15000 Dripping Springs Road
Leasburg Dam State Park
Twenty miles north of Las Cruces, this State Park is a birding jewel. Spot water birds such as Wilson’s snipe and American pipits in the flooded fields. Along the river trail you can find rock wren, verdin, Crissal thrashers, towhees, and ladder-backed woodpeckers. Among the 166 species recorded are also pines siskins, broad-tailed hummingbirds, Woodhouse’s scrub-jay, blue-birds, and cliff swallows.
12712 State Park Road
Percha Dam State Park
A premiere birding spot in the state, this state park on the Rio Grande north of Hatch offers open woodlands, plenty of water and a river trail. Spot phainopepla, woodpeckers, vermillion fly-catchers, and vireos. The willow and cottonwood habitat provide excellent warbler watching during spring and fall migrations. There is also excellent birding at nearby Caballo and Elephant Butte reservoirs.
Highway 187, Caballo
Holloman Lake is on the way to White Sands National Monument and is a hidden jewel for easy birding due to the important wetlands it provides for migrating birds. You may see a wide range of water birds such as yellowlegs, curlews, gulls, sandpipers, avocets, and plovers. There are also plenty of other birds such as warblers, swifts, and swallows.

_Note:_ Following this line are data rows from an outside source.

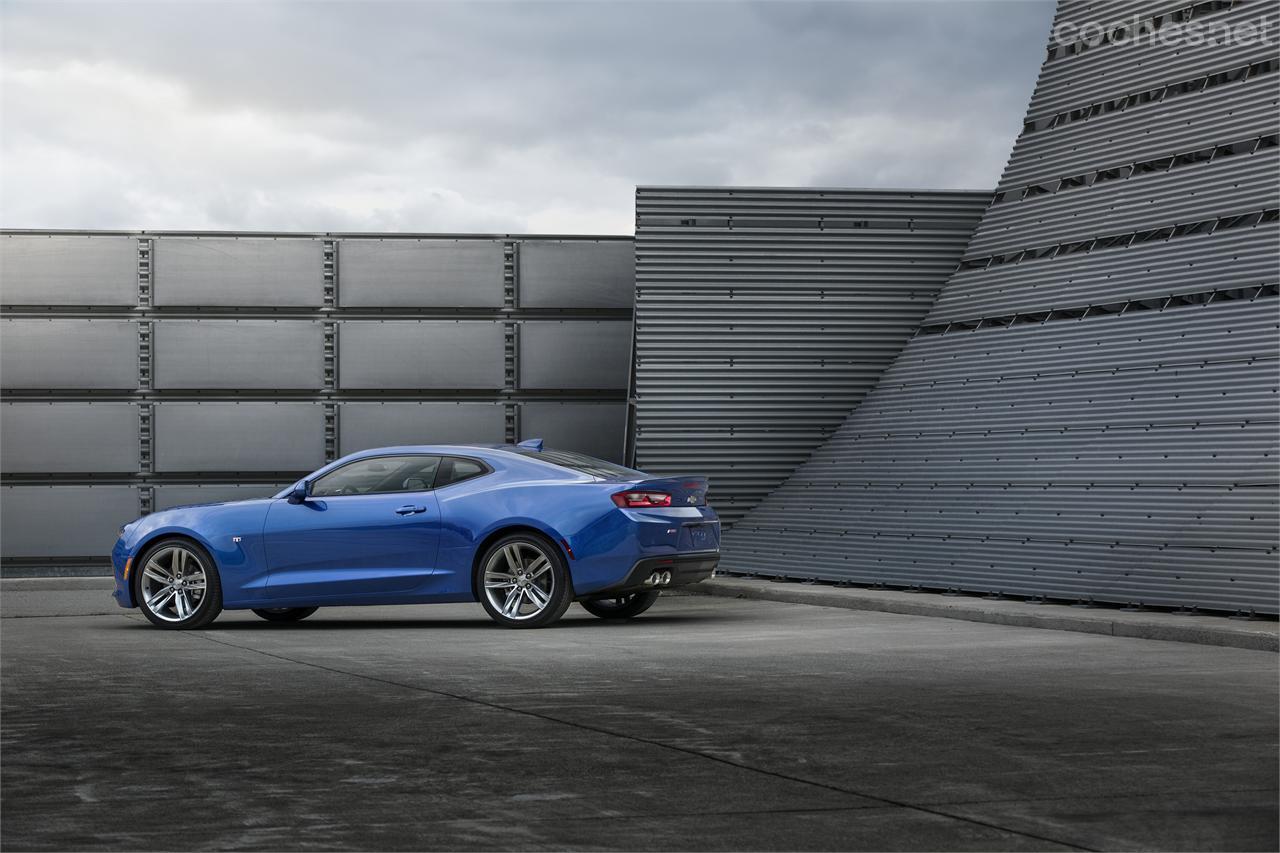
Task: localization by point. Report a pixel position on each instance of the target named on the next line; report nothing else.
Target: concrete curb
(60, 583)
(1206, 630)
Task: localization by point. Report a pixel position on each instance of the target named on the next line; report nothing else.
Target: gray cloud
(490, 115)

About four miles after White Sands National Monument Headquarters on Highway 70
Bosque del Apache
Synonymous with Sandhill Cranes, but this birder-friendly refuge features driving tours and viewing platforms that allow you to spot many other species that are drawn to the water. Snow geese, Canada geese, American wigeons, pintails, white-faced ibis. American white pelicans, are especially abundant, but you may spot a bald or golden eagle, great blue herons, and wood ducks.